Mina Arko, Founder atStudio Mina Arko, says, “Apple’s next CEO being a hardware engineer means something bigger.
“Tim Cook took Apple from $350B to $4 trillion, and yet it all felt like chasing margin over magic. The product became a vehicle for services revenue, when it should have been the other way around. Putting a product-first leader at the top is basically saying: product is the core identity of Apple again.
“With vibe coding and vibe designing, AI can now generate apps and interfaces on demand, which means that services and apps are losing their perceived value. If anyone can build an app, the App Store loses its grip. What can’t be commoditised is the physical experience, the hardware, the interaction, the object itself. I think this is key in appointing Ternus as CEO.

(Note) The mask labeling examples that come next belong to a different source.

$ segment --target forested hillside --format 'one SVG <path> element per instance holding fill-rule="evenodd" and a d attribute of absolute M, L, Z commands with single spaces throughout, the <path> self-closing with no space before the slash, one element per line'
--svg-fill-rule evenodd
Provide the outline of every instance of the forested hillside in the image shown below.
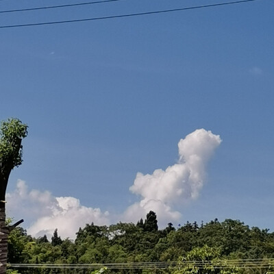
<path fill-rule="evenodd" d="M 61 239 L 56 229 L 51 239 L 27 236 L 22 228 L 14 229 L 9 240 L 8 262 L 27 264 L 94 264 L 149 262 L 190 262 L 274 258 L 274 233 L 250 228 L 240 221 L 217 219 L 206 224 L 186 223 L 177 227 L 169 223 L 159 229 L 156 214 L 150 212 L 136 224 L 119 223 L 110 226 L 87 224 L 77 232 L 75 241 Z M 253 260 L 256 262 L 255 260 Z M 194 264 L 176 269 L 155 269 L 153 273 L 220 273 L 211 266 L 204 272 Z M 257 269 L 256 271 L 255 270 Z M 269 273 L 272 265 L 262 269 L 227 268 L 222 273 Z M 87 272 L 88 271 L 88 272 Z M 143 269 L 111 269 L 123 273 L 150 273 Z M 159 272 L 160 271 L 160 272 Z M 86 273 L 79 269 L 20 269 L 21 273 Z M 152 273 L 152 272 L 151 272 Z"/>

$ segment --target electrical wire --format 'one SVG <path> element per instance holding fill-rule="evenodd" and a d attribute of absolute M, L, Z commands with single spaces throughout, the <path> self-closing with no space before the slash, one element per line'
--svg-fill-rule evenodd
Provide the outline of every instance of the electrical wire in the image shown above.
<path fill-rule="evenodd" d="M 200 8 L 205 8 L 217 7 L 217 6 L 221 6 L 221 5 L 233 5 L 233 4 L 238 4 L 238 3 L 241 3 L 252 2 L 252 1 L 259 1 L 259 0 L 240 0 L 240 1 L 232 1 L 232 2 L 227 2 L 227 3 L 219 3 L 204 5 L 196 5 L 194 7 L 182 8 L 171 9 L 171 10 L 158 10 L 158 11 L 147 12 L 132 13 L 132 14 L 121 14 L 121 15 L 113 15 L 113 16 L 108 16 L 93 17 L 93 18 L 83 18 L 83 19 L 34 23 L 28 23 L 28 24 L 0 25 L 0 29 L 11 28 L 11 27 L 33 27 L 33 26 L 40 26 L 40 25 L 45 25 L 64 24 L 64 23 L 76 23 L 76 22 L 86 22 L 86 21 L 97 21 L 97 20 L 112 19 L 112 18 L 114 18 L 132 17 L 132 16 L 141 16 L 141 15 L 155 14 L 160 14 L 160 13 L 179 12 L 179 11 L 182 11 L 182 10 L 189 10 L 200 9 Z"/>
<path fill-rule="evenodd" d="M 18 9 L 18 10 L 0 10 L 0 13 L 29 12 L 31 10 L 49 10 L 49 9 L 54 9 L 54 8 L 59 8 L 75 7 L 77 5 L 84 5 L 99 4 L 101 3 L 114 2 L 114 1 L 121 1 L 121 0 L 103 0 L 103 1 L 92 1 L 92 2 L 77 3 L 74 3 L 74 4 L 49 5 L 47 7 L 38 7 L 38 8 L 29 8 Z"/>
<path fill-rule="evenodd" d="M 110 269 L 174 269 L 192 268 L 198 269 L 205 266 L 212 266 L 216 269 L 227 269 L 234 267 L 238 269 L 266 269 L 274 266 L 274 258 L 214 260 L 203 261 L 175 261 L 175 262 L 140 262 L 127 263 L 106 264 L 11 264 L 13 268 L 48 268 L 48 269 L 98 269 L 107 267 Z"/>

“Apple has always known how to invent the future. The future of work will change, and it will demand new ways of interacting with screens. Therefore, focusing on the product is exactly where Apple needs to be, and Ternus’s background is perfect for this moment.“
Promise Akwaowo, Process Automation Analyst at Royal Mail Group, says, “What many people in tech are likely feeling is cautious optimism. John Ternus is not coming in as a disruption hire; he is coming in as a product and hardware operator with deep Apple credibility, after about 25 years at the company, and he is set to become CEO on 1 September 2026.
“The real challenge in front of him is AI. Apple still has enormous strengths in hardware, ecosystem design, and consumer trust, but the market is now asking a different question: can Apple move from polished devices to AI experiences that feel genuinely useful every day?
“That is harder than adding features. It means balancing speed, privacy, reliability, and product quality all at once.
“From my perspective, people in tech will judge Ternus less on whether Apple talks loudly about AI and more on whether he helps Apple make AI feel seamless, dependable, and worth paying for. If he gets that right, he will not just steady the company after Tim Cook; he could define Apple’s next era.”